In our last post, we wrote about a recent push in the Maryland House to allow state level charges for drug dealers who contribute to the fatal overdose of a client. As we pointed out, there is already such a law at the federal level. The law applies not only to heroin cases, but also to cases involving other opiates, including morphine, oxycodone and fentanyl.
Although a lot could be said about building a sound defense strategy for defendants facing drug charges under the federal law, we want to mention several points in this and our next post highlighting the importance of working with a knowledgeable and experienced defense attorney.
The first point pertains to the first element of the charge, which is that prosecutors must be able to present evidence which demonstrates beyond a reasonable doubt that the victim died or suffered serious bodily injury as a result of an overdose. According to the FBI, one of the important tasks of investigators is to distinguish between cases of accidental drug overdose and cases of accidental death. Two particularly important pieces of evidence federal investigators looks for are paraphernalia items, as well as telephones, cell phones, the Internet and other means by which the victim may have been able to communicate with a dealer.
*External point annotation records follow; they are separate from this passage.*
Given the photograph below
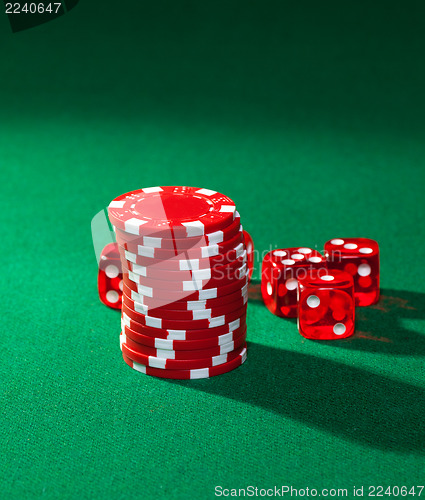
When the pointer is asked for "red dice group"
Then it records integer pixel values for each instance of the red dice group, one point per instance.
(322, 291)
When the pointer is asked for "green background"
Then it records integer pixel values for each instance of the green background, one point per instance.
(310, 115)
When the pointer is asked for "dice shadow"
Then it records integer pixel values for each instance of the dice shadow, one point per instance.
(383, 327)
(346, 401)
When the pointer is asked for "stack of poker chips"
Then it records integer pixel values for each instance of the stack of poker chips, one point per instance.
(185, 281)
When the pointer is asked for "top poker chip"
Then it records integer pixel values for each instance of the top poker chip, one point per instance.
(173, 211)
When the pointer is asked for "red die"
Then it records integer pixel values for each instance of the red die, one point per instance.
(279, 274)
(360, 258)
(249, 244)
(109, 280)
(326, 305)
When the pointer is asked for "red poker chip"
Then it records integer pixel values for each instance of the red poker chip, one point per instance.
(172, 295)
(166, 339)
(186, 349)
(249, 244)
(185, 315)
(182, 355)
(166, 324)
(190, 253)
(178, 364)
(191, 283)
(156, 273)
(131, 242)
(188, 374)
(171, 211)
(182, 263)
(185, 305)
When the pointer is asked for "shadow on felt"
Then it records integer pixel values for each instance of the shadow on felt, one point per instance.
(351, 402)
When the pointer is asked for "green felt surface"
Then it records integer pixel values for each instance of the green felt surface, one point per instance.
(310, 115)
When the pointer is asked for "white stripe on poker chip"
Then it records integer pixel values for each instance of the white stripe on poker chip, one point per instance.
(364, 270)
(155, 189)
(150, 241)
(219, 360)
(140, 270)
(209, 293)
(112, 296)
(145, 251)
(116, 204)
(130, 256)
(189, 265)
(291, 284)
(234, 325)
(202, 314)
(202, 274)
(297, 256)
(145, 290)
(215, 238)
(176, 335)
(154, 322)
(240, 249)
(192, 286)
(123, 340)
(156, 362)
(315, 259)
(165, 354)
(138, 367)
(133, 225)
(210, 251)
(164, 344)
(206, 192)
(140, 308)
(339, 329)
(194, 228)
(228, 209)
(218, 321)
(200, 373)
(225, 339)
(112, 271)
(313, 301)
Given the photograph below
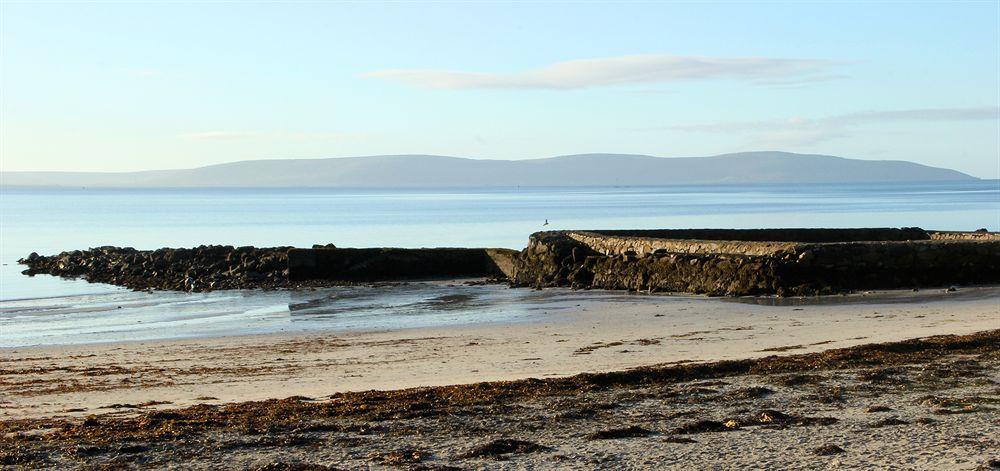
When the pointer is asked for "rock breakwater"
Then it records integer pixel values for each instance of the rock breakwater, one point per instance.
(204, 268)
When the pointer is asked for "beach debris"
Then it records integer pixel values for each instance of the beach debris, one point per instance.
(503, 446)
(673, 439)
(888, 422)
(702, 426)
(596, 345)
(294, 466)
(631, 431)
(796, 379)
(827, 450)
(402, 456)
(991, 464)
(752, 392)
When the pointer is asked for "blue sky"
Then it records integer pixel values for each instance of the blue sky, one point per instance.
(132, 86)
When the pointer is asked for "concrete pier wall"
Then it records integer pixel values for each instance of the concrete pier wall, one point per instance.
(828, 261)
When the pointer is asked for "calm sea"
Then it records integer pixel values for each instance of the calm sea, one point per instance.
(44, 309)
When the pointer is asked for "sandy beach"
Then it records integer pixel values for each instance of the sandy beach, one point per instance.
(595, 337)
(630, 383)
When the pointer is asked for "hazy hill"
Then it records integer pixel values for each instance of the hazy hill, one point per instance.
(569, 170)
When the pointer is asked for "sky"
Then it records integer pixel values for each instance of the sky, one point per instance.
(122, 86)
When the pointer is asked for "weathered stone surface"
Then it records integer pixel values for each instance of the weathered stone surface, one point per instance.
(216, 267)
(204, 268)
(382, 264)
(832, 261)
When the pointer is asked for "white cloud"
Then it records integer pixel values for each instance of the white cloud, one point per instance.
(586, 73)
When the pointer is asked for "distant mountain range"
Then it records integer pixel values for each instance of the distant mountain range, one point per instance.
(407, 171)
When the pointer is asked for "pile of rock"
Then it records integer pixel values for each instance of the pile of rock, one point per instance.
(204, 268)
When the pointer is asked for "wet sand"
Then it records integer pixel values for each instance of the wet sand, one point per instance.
(629, 332)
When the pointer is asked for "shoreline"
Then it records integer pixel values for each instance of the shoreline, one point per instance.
(926, 402)
(629, 332)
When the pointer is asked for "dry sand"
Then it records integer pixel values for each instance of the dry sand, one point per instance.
(93, 379)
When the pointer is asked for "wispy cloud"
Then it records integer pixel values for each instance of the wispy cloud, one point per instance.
(798, 131)
(289, 136)
(219, 135)
(608, 71)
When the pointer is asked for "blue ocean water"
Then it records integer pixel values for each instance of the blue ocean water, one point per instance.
(52, 220)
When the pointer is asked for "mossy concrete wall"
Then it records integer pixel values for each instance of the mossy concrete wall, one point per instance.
(832, 261)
Ultimately, though, it is the autopsy that is considered to be definitive by investigators. Although investigations of fatal overdose cases are often performed properly, it is important for defendants to work with their attorney to scrutinize the evidence used by prosecutors. Defendants and their attorneys should scrutinize the case to ensure the evidence adequately supports the contention that the victim’s death is the result of a drug overdose rather than another accident.